In affirming the jury verdict, the court considered six equitable factors set forth in Synergistic Intern., LLC v. Korman, 470 F.3d 162, 174-75 (4th Cir. 2006) that govern whether a damages award under the Lanham Act is equitable: (i) whether the defendant had the intent to confuse or deceive; (ii) whether sales have been diverted; (iii) the adequacy of other remedies; (iv) any unreasonable delay by the plaintiff in asserting his rights, (v) the public interest in making the misconduct unprofitable; and (vi) and whether this' is a case of palming off.

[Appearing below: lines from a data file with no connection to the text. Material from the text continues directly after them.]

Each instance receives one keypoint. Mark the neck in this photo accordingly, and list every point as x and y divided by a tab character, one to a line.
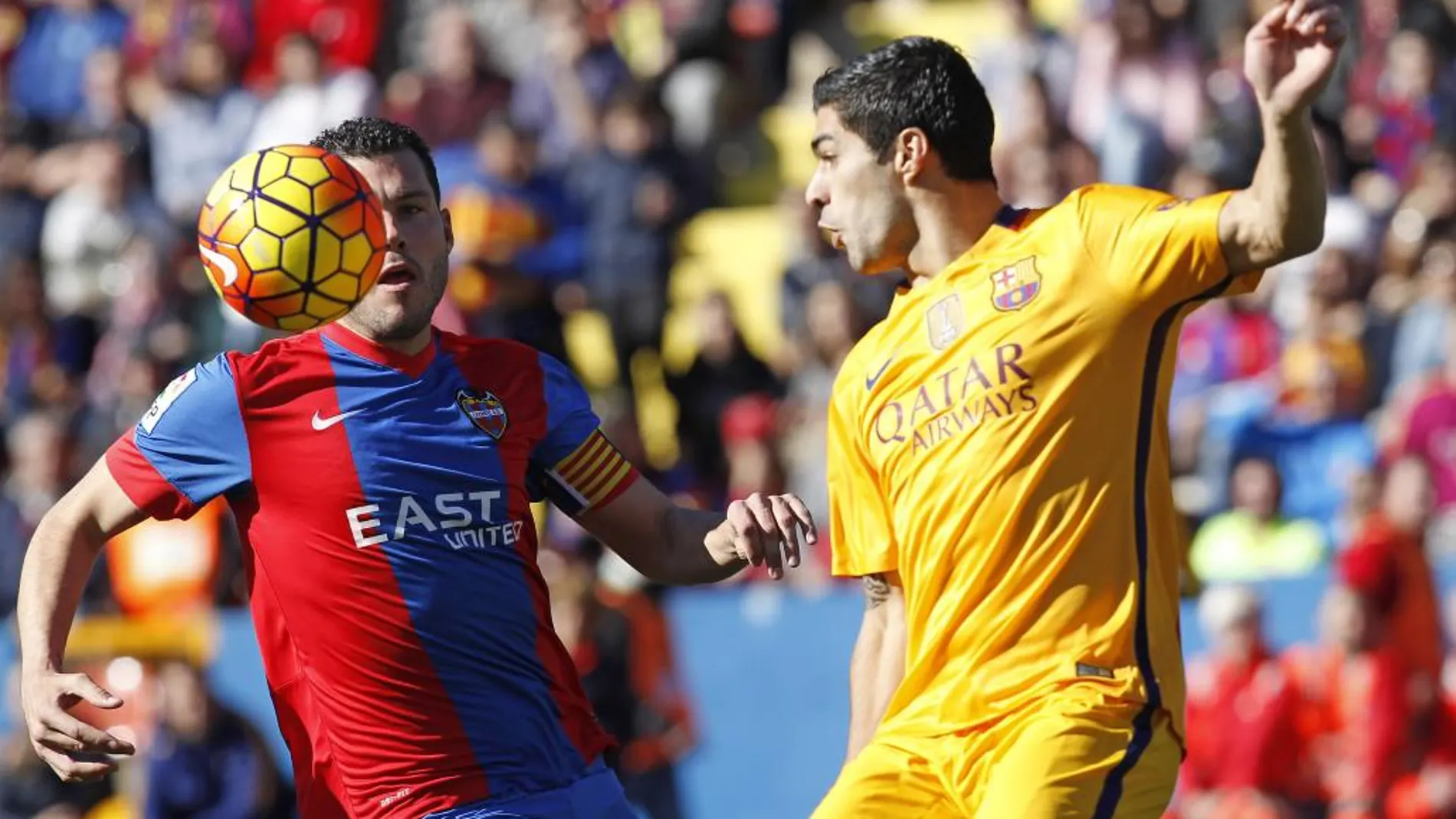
408	346
949	221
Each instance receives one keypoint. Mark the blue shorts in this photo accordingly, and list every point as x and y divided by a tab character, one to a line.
595	796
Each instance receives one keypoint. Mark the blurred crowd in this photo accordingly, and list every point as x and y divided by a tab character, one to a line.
1313	422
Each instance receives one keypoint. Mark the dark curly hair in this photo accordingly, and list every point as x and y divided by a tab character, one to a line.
367	137
917	82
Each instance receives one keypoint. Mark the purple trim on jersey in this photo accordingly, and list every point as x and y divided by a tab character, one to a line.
194	437
462	582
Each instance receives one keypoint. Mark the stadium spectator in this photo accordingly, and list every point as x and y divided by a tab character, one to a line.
1031	53
309	97
1356	713
724	370
520	241
833	323
47	74
1317	437
1397	530
87	226
1242	719
1252	540
459	87
618	636
637	194
349	32
1420	336
580	73
1427	428
197	129
1136	93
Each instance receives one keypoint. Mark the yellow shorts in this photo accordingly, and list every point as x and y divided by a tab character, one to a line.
1066	757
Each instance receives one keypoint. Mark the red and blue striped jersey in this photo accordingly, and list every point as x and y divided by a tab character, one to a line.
391	553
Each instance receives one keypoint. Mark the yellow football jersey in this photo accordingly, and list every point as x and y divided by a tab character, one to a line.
1001	441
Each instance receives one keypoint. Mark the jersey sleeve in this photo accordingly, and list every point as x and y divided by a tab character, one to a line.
1156	249
574	466
861	537
189	448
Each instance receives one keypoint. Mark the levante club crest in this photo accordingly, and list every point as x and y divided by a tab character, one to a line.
1014	287
485	412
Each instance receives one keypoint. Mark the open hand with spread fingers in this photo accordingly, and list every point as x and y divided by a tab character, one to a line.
1290	54
73	749
763	530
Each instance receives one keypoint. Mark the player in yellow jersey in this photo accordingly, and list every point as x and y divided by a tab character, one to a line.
998	444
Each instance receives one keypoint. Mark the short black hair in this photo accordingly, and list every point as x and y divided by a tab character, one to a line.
915	82
369	137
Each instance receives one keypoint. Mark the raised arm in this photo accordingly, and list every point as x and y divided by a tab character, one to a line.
1289	57
878	662
57	565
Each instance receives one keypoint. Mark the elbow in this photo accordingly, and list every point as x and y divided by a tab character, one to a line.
1304	239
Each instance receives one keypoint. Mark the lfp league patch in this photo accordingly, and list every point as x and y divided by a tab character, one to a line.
485	412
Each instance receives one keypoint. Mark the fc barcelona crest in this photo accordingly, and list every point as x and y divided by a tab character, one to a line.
946	320
1014	287
485	412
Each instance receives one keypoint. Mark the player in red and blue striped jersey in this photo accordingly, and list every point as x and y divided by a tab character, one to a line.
382	474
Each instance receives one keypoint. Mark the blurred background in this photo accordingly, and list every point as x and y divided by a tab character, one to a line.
626	184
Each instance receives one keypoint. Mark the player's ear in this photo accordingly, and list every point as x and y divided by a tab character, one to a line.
449	229
912	152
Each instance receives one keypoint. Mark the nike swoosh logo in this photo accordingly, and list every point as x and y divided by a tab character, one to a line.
873	380
320	424
225	265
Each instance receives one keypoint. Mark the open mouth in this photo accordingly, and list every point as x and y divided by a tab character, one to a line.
396	274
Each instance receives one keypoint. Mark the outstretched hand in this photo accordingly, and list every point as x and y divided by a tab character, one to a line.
73	749
1290	54
765	531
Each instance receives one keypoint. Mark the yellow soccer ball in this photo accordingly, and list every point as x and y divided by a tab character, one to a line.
291	238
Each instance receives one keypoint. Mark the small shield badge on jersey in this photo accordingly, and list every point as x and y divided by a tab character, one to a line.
946	320
1014	287
485	412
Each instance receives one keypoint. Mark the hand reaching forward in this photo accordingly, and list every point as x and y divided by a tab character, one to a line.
72	748
763	530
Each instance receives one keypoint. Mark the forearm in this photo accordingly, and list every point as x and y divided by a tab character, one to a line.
684	559
57	565
1289	184
865	703
877	665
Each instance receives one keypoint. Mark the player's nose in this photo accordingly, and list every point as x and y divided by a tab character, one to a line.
393	241
815	194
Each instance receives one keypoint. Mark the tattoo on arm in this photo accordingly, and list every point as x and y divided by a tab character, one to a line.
877	589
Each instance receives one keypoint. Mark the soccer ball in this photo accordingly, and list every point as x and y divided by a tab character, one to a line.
291	238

Of these six factors, the District Court placed the greatest reliance on the first – whether Walmart adopted the BACKYARD trademarks with an intent to confuse or deceive – which the Court said encompasses bad faith adoption of the trademarks. The District Court noted that Walmart adopted the trademark against the advice of counsel and saw this as persuasive evidence of Walmart’s bad faith. While the other five factors were considered, this evidence of willful infringement and bad faith weighed heavily on the Court’s analysis and seems to have let the Court conclude that the $95 million was indeed equitable.Perhaps the most important lessons to be drawn from this case are the importance of not adopting a trademark against the advice of counsel, and of protecting privileged opinions of counsel from discovery – neither of which seems to have happened here.